Un bel exemple de préservation du patrimoine historique et funéraire : la commune de Cézy (Yonne) avait restauré, il y a quelques années (ce serait malheureusement déjà à refaire tant la pierre est désormais noircie), le tombeau de Félix ARVERS (1806-1850), poète, dont l’épitaphe rappelle qu’il écrivit un inoubliable sonnet débutant par Mon âme a son secret, ma vie a son mystère
Destin singulier que celui de ce littérateur d’origine bourguignonne (son père était négociant en vins à Cézy), né à Paris (une plaque avec son portrait le rappelle, rue Budé, dans l’Île Saint-Louis) qui appartint à la mythique « Génération de 1830 », fréquenta le Cercle de l’Arsenal, fut l’intime de Musset, connut le succès au théâtre avec des oeuvres aujourd’hui dans l’oubli, mourut encore jeune mais pauvre autant que malade et ne dut sa survie posthume qu’à un seul sonnet, tiré du recueil Mes Heures perdues, souvent rebaptisé « Le Sonnet d’Arvers ».
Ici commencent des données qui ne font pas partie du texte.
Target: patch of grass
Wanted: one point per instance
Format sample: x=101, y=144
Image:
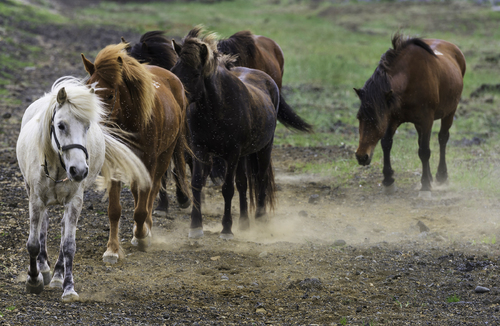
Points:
x=453, y=298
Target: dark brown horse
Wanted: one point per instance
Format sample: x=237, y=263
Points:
x=149, y=103
x=234, y=118
x=252, y=51
x=417, y=81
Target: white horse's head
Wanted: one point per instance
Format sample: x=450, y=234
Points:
x=69, y=138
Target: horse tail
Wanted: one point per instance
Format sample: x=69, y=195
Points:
x=290, y=119
x=180, y=165
x=254, y=183
x=121, y=163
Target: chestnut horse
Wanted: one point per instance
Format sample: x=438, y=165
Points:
x=252, y=51
x=149, y=103
x=233, y=117
x=417, y=81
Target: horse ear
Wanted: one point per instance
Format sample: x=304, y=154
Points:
x=176, y=47
x=389, y=95
x=358, y=91
x=89, y=66
x=203, y=54
x=120, y=61
x=61, y=96
x=127, y=44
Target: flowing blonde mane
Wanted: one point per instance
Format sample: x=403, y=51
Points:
x=82, y=103
x=117, y=68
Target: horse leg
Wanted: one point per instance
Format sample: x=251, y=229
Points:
x=262, y=180
x=444, y=135
x=43, y=259
x=241, y=185
x=424, y=152
x=386, y=143
x=114, y=251
x=162, y=207
x=228, y=193
x=198, y=178
x=68, y=248
x=34, y=282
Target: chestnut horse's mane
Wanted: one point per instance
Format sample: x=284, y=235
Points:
x=116, y=67
x=378, y=85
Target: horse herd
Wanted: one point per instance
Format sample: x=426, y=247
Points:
x=214, y=105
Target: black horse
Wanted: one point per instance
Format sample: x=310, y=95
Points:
x=252, y=51
x=233, y=117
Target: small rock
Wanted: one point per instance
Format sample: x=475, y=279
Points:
x=313, y=199
x=422, y=227
x=339, y=243
x=481, y=289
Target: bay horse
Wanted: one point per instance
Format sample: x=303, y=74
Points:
x=61, y=149
x=149, y=103
x=251, y=51
x=417, y=81
x=234, y=118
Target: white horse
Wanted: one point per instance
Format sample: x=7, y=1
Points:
x=62, y=147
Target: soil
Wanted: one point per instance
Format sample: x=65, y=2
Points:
x=332, y=253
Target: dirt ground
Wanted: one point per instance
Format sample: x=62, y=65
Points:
x=331, y=254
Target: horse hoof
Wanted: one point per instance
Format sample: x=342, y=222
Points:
x=226, y=236
x=425, y=194
x=110, y=257
x=159, y=213
x=185, y=205
x=390, y=190
x=70, y=296
x=36, y=286
x=56, y=282
x=46, y=277
x=196, y=233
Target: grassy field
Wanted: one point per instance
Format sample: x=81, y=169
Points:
x=332, y=47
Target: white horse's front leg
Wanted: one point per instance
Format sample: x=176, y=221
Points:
x=68, y=249
x=34, y=282
x=43, y=260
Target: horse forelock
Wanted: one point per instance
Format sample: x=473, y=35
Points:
x=129, y=73
x=191, y=49
x=80, y=101
x=374, y=104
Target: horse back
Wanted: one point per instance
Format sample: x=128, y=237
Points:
x=419, y=77
x=170, y=103
x=269, y=58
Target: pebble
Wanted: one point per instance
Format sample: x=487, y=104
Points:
x=422, y=227
x=481, y=289
x=338, y=243
x=313, y=199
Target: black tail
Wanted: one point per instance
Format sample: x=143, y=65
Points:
x=252, y=167
x=290, y=119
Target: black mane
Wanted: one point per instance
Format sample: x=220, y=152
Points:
x=241, y=44
x=376, y=96
x=155, y=49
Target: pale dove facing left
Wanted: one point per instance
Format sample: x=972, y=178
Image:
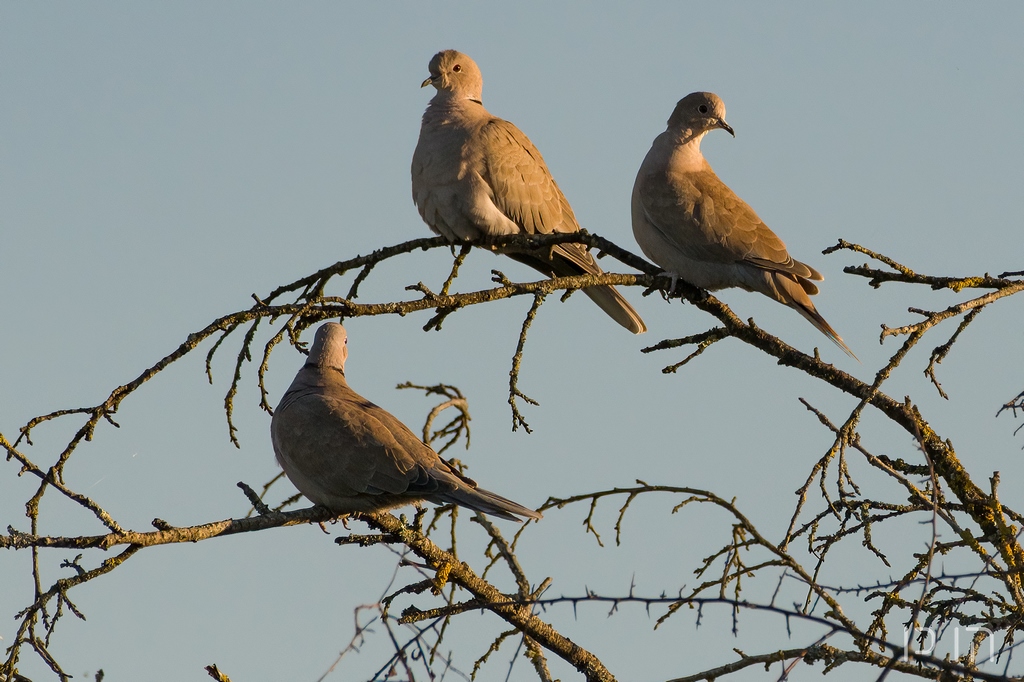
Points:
x=343, y=452
x=475, y=176
x=689, y=222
Lu, relu, tant de fois appris par coeur et récité, mis en musique par Serge Gainsbourg, ce morceau de bravoure contant une passion impossible à avouer aurait été inspiré à l’auteur par Marie Nodier (la fille du fameux Charles Nodier, le bibliothécaire de l’Arsenal qui propulsa le romantisme au faîte des lettres) pour qui il se consumait d’amour (comme Charles Nodier lui-même, d’ailleurs, que sa fille ne laissait pas insensible…) qui, elle, repose à Fontenay-aux-Roses (Hauts-de-Seine).

Arvers est aussi resté pour son curieux mot de la fin : alors qu’il agonisait, une religieuse désignant à quelqu’un le couloir de l’hospice déforma le mot juste et parla du « collidor ». Insupportable barbarisme aux oreilles du poète qui sortit de sa léthargie pour rectifier « On ne dit pas « collidor » mais « corridor » ! » puis, satisfait, rendit le dernier soupir. 


Sur sa pierre, ces lignes plaintives tirées des Heures perdues :
Que l’on m’ignore et que le terre ne sache de moi que mes chants.
(On eut le tact de ne pas graver ce distique impitoyable :
Un monument au pauvre Arvers !
Qu’a-t-il donc fait ? – Quatorze vers.
)
Rappelons ici ce credo de l’amoureux transi :
Mon âme a son secret, ma vie a son mystère :
Un amour éternel en un moment conçu.
Le mal est sans espoir, aussi j’ai dû le taire,
Et cele qui l’a fait n’en a jamais rien su.
Hélas ! j’aurai passé près d’elle inaperçu
Toujours à ses côtés, et pourtant solitaire,
Et j’aurai jusqu’au bout fait mon temps sur la terre,
N’osant rien demander et n’ayant rien reçu.
Pour elle, quoique Dieu l’ait faite douce et tendre,
Elle ira son chemin, distraite et sans entendre
Ce murmure d’amour élevé sur ses pas ;
À l’austère devoir pieusement fidèle,
Elle dira, lisant ces vers tout remplis d’elle :
« Quelle est donc cette femme ? » et ne comprendra pas.